You can't use timestamps - they're not strictly increasing, for
various reasons.
Why does it need to be strictly increasing? As already explained the
version identifiers should IMO be opaque and just be a server
implementation issue, I still can't see any reason why this needs to be
set in stone the protocol as a MUST, should only be a RECOMMENDED so
that server implementors have an idea of where to start from as a way to
implement this.
Firstly, two roster changes could happen at precisely the same moment.
To be fair, by introducing cluster node identifiers, and having a
strict strong ordering of them, you could avoid this.
It could do yes, why is it a problem if they happen at the same time and
are marked with the same timestamp?, it will just result in them both
being pushed, how is that an issue?.
Secondly, the clock on a computer can, and surprisingly often does, go
backwards. That's a much harder problem to solve.
Maybe so, do you have any more information on how prevalent this is? How
long it lasts for etc?
Thirdly, in a clustering situation, you'd have to ensure that the time
on each cluster node was perfectly synchronized.
No you wouldn't necessarily, not if the timestamping was happening at
the central data storage layer (i.e. the database server), and again
this is just an implementation issue and is easily overcome, not
something that means its impossible.
So the closest you can do would be a modified timestamp that had
additional logic during generation to ensure it never went backwards,
in which case you don't need the cluster identifier anymore, and
that's effectively the same as having a strictly increasing integer
sequence anyway, so it's easier to just do that. But even if you did
want to use timestamps, just representing them as an integer is pretty
trivial. Look at the definition of "modtime" in ACAP (RFC 2244), which
defines a strictly increasing modified timestamp represented using digits.
Yes I know I could represent them as integers, but id rather not if I
don't have do, id prefer to have the flexibility to compress and shorten
them to reduce bandwidth consumption as much as possible.

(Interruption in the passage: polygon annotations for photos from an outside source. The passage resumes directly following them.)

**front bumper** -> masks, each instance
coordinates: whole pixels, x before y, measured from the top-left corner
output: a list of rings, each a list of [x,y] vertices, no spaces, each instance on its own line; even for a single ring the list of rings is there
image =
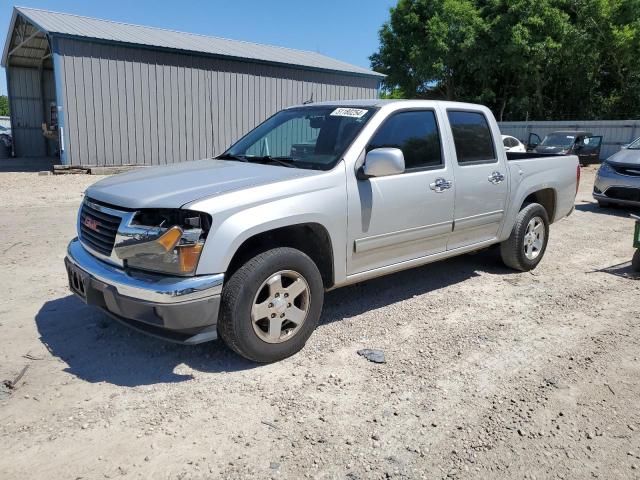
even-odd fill
[[[640,207],[640,176],[623,175],[615,170],[598,170],[593,198],[601,202]]]
[[[178,343],[217,338],[223,274],[170,277],[127,273],[69,243],[69,288],[89,305],[144,333]]]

It's useful for clients to be able to determine the ordering locally,
on occasion. If we removed this, we'd also have to ensure that roster
pushes were sent to the client in-order, which currently we don't
mandate. (Making this a SHOULD is sane, but in the cluster case, it's
quite hard).
Well im pretty sure XMPP dictates in order processing of stanzas so
surely the roster updates should thus be in order? Also you haven't
really answered my concerns about allowing clients to determine meaning
from the version identifier introducing the possibility of bugs and
interoperability problems which IMO is a far more serious issue, and one
that doesn't exist if the client just treats them as opaque strings.
Also even if they were out of order (which I think would be unlikely
because it would be only likely to happen when several roster updates
were happening at the same time) it doesn't really cause much of an
issue as far as I can see, its just that you might have one or two
roster pushes that you have already cached pushed to you again, hardly
the end of the world, and should be something the clients should be able
to cope with, as what would happen if a servers database server crashed
and needed to be restored from a backup and the most recent roster
updates that have already been pushed arn't there, or the server now
thinks it hasn't pushed the changes yet and ends up re-pushing changes,
it shouldn't make any difference to the client, some method to
re-synchronize needs to be in place to handle this, I think to solve
this issue if the version id (be that timestamp or incrementing id) the
client specifies is further on than any of the ones the server has you
would need to re-push the entire list the server has invalidating the
client list somehow (to ensure new now non-existent contacts that were
created in between the db backup and the crash do not hang around).
Plus, nobody can get it wrong.
How exactly are they going to get it wrong if its an identifier that
only the server is interpreting the meaning of?
It's the server I'm worried about. :-)
OK but that doesn't really answer my question.
You just use a 128-bit unsigned integer. There is no upper limit here
- in particular, there is no upper limit specified anywhere in this
document - XSD merely states that a xs:nonNegativeInteger is a
sequence of digits, and has "countably infinite" cardinality.
If you really and truly believe that practical limits of 64-bit
unsigned integers can cause problems in the real world, I honestly
don't know what to say except show you the figures - you could have
thousands of updates every millisecond, and still last over half a
million years - 574,542 roughly, assuming a fixed year length of
365.25 days.
I'm all for designing for the future, but you have to draw the line
somewhere, and besides, I figure we'll be on something bigger than
64-bit well before then - a jump to 128-bit gains us 10^25 years of
breathing space, and I'd like to imagine we can think up a solution
within that time, assuming that's prior to the heat death of the universe.
Sure you can keep increasing the bit size of your integer in your
implementation, but the spec still needs to dictate what happens once
you reach overflow if its going to define that you have to implement it
that way as well as how long the integer should be, although I still
fail to see why strictly increasing numbers should be a MUST at the
protocol level, IMO this is an internal server implementation issue and
not a protocol one, im all for recommending that as a way for the server
to implement it, but still don't think it should be MUST only RECOMMENDED.
Richard